2024-07-23 07:27:14,842 INFO  [230@MessageListener for ServerPingListener] KubernetesPlugin:72 - [refresh-pod-state] Pod information successfully synced. All(Running/Pending) pod count is 0.
chadlwilson commented 1 month ago

Thanks!

What does the job console show for the job? -> I would like to send the job output log to email if it is possible.

You should be able to GPG-encrypt with my key at https://github.com/chadlwilson/chadlwilson/blob/main/gpg-public-key.asc if you'd prefer, but usually better to just redact. The bits I am interested in are the "yellow" stuff regarding the server's view of what happened to the job, the job allocation to a pod, and timestamps, really - not the specific task details when running.

OK, so what I can see from that is that the pod was deleted from an API call based on

Jul 23 07:09:32  kubelet[2099]: I0723 07:09:32.516360    2099 kubelet.go:2448] "SyncLoop DELETE" source="api" pods=["gocd-agents/pod-gocd-prefix-4a6f695e-12e0-479d-9c5b-d59410c32192"]

So the working theory here is perhaps that the GoCD server EKS elastic agent plugin deleted it? I'm not sure what other things could be source="api" unless you have some other security-oriented software in your cluster doing so, or a manual kubectl call etc.

That log for plugin-output.log sadly isn't telling us clearly why it happened. There's a log

2024-07-23 07:10:14,833 WARN  [230@MessageListener for ServerPingListener] KubernetesPlugin:97 - [Server Ping] Was expecting a containers with IDs [pod-gocd-prefix-4a6f695e-12e0-479d-9c5b-d59410c32192], but it was missing! Removing missing agents from config.

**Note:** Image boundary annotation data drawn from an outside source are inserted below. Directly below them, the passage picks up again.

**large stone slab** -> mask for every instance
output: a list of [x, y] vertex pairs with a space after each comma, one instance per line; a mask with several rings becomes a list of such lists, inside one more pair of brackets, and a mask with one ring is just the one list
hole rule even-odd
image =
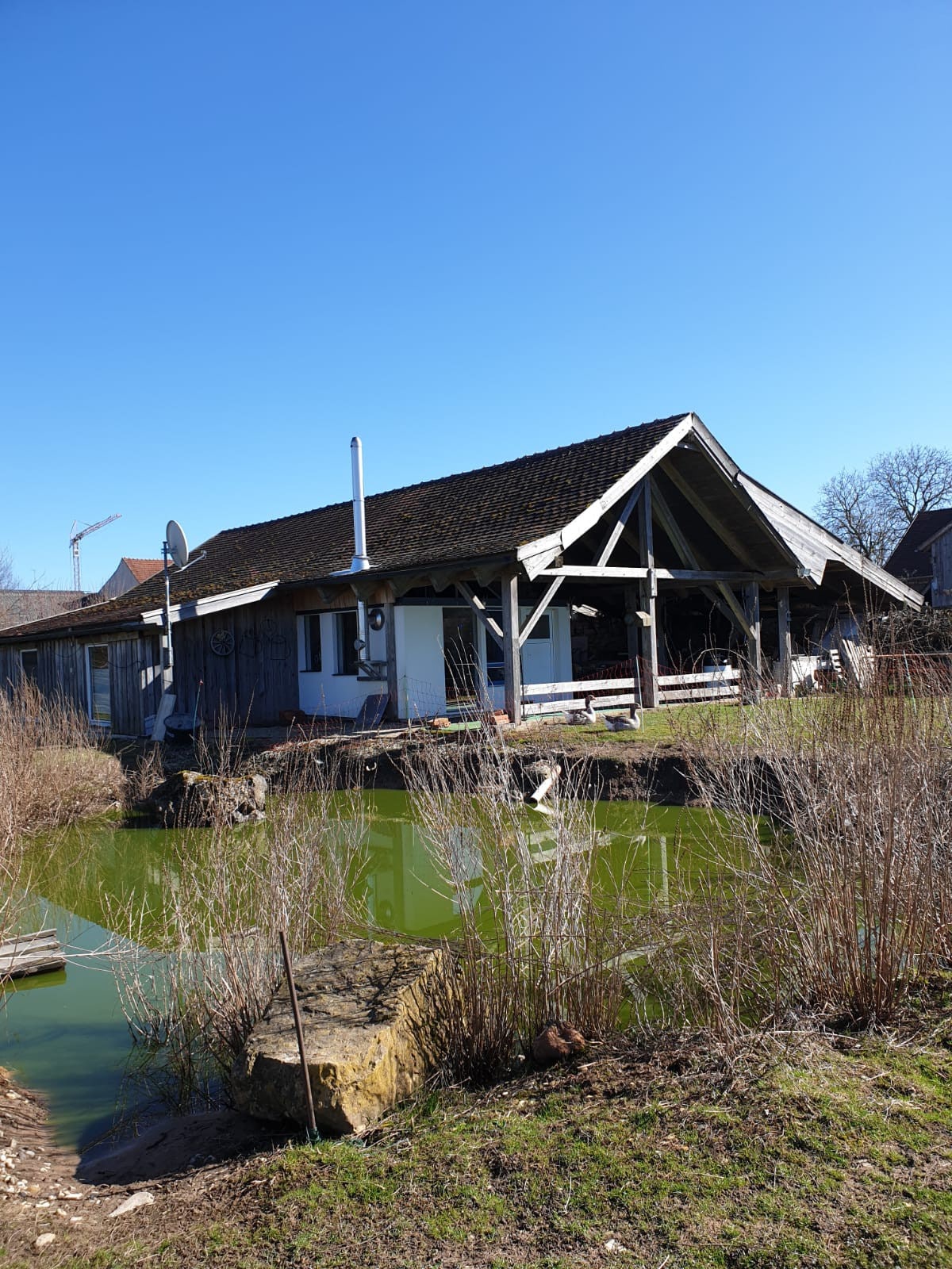
[[[293, 967], [317, 1126], [362, 1132], [414, 1093], [443, 1055], [444, 953], [363, 939], [334, 943]], [[307, 1122], [287, 982], [235, 1062], [242, 1110]]]
[[264, 775], [206, 775], [175, 772], [152, 793], [150, 803], [165, 824], [209, 827], [264, 819]]

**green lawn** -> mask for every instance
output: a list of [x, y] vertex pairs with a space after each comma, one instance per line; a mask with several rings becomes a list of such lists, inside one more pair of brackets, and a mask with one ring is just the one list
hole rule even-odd
[[774, 1039], [730, 1062], [703, 1041], [617, 1041], [433, 1094], [367, 1143], [253, 1165], [220, 1218], [76, 1264], [952, 1264], [948, 1005], [943, 989], [900, 1037]]

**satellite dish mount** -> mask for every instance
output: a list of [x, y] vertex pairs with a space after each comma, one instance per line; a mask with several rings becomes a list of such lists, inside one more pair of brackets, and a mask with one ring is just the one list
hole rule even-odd
[[165, 541], [162, 542], [162, 572], [165, 574], [165, 657], [162, 662], [162, 688], [165, 692], [171, 690], [171, 599], [169, 596], [169, 560], [178, 566], [178, 571], [182, 572], [188, 569], [189, 563], [198, 563], [199, 560], [204, 560], [206, 552], [202, 551], [194, 558], [189, 557], [188, 551], [188, 538], [185, 537], [185, 530], [182, 528], [178, 520], [169, 520], [165, 525]]

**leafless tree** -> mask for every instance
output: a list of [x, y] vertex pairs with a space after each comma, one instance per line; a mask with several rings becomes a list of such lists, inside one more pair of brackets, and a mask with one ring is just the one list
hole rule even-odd
[[814, 514], [831, 533], [882, 563], [919, 511], [952, 503], [952, 450], [909, 445], [842, 471], [820, 487]]
[[0, 590], [17, 590], [19, 585], [13, 571], [13, 556], [9, 547], [0, 547]]

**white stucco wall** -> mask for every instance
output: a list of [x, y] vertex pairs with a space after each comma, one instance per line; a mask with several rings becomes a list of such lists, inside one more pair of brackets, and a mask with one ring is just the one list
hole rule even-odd
[[444, 713], [443, 609], [397, 604], [395, 615], [400, 717]]
[[[456, 607], [456, 605], [453, 605]], [[531, 608], [522, 609], [526, 621]], [[443, 659], [443, 608], [437, 604], [397, 604], [393, 609], [393, 634], [397, 662], [397, 697], [401, 718], [433, 717], [446, 713], [446, 664]], [[523, 681], [547, 683], [571, 679], [571, 632], [567, 608], [550, 608], [550, 638], [529, 638], [523, 646]], [[368, 695], [386, 692], [386, 684], [363, 681], [353, 675], [331, 673], [334, 660], [334, 613], [321, 613], [322, 669], [306, 669], [305, 618], [298, 617], [297, 656], [300, 706], [307, 713], [331, 713], [353, 718]], [[480, 661], [486, 670], [486, 640], [477, 627]], [[386, 659], [386, 633], [368, 632], [369, 659]], [[498, 657], [491, 656], [493, 660]], [[493, 683], [489, 702], [501, 709], [505, 689]]]
[[[307, 669], [305, 640], [305, 614], [297, 618], [297, 683], [298, 706], [312, 714], [336, 714], [340, 718], [357, 717], [367, 697], [386, 693], [386, 683], [358, 679], [353, 674], [334, 674], [334, 613], [321, 613], [321, 670]], [[386, 634], [369, 632], [371, 660], [386, 660]]]

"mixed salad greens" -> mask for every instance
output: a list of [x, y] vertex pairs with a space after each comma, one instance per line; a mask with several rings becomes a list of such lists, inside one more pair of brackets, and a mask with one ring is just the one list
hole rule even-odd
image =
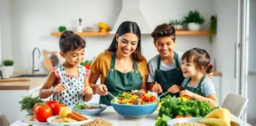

That is 45 seconds later noting that it didn't receive a ping, but that is presumably after the pod has been deleted/killed so possibly just the plugin cleaning up. However this does seem a bit weird, as if the plugin decided to deleted the pod due to non-response, it shouldn't still be waiting for a ping. Hmm.

What do the logs for the actual agent pod say, up until it is deleted/killed/stopped? You can redact the task-specific lines if you say it is running tasks, but it should at least tell us what was happening and if there were any comms issues back to the GoCD server that might cause it to lose contact, or run out of memory or something?

Is there anything in the kube events for the pod, or the lifecycle changes for the pod that look interesting? e.g OOMKilleds or health or liveness check failures or pod sandbox problems? (some of those would normally be in the kubelet log too, but I can't recall OTOH so excuse any ignorance)

As a sanity check:

ivanpiyvikov commented 1 month ago

Hi Chad,

Thank you for your detailed analysis and the pointers. After a thorough investigation, we found the root cause of the problem. The issue was due to both dev and prod GoCD servers using the same namespace in the cluster, causing conflicts and unexpected pod deletions. Now everything looks like it is working as expected.

Thanks for your help!

Best regards, Ivan Piyvikov

chadlwilson commented 1 month ago

Yes, that makes sense. This could be better supported via the ideas at https://github.com/gocd/kubernetes-elastic-agents/issues/118

ivanpiyvikov commented 1 month ago

Now we've encountered a new issue where the containers exceed their memory limits despite the resource constraints set within the Kubernetes configuration. No matter what we do—setting a limit at the namespace level, on the containers, etc.—the memory usage continues to exceed the specified limits. I suspect that this issue may be related to the Java application (tomcat).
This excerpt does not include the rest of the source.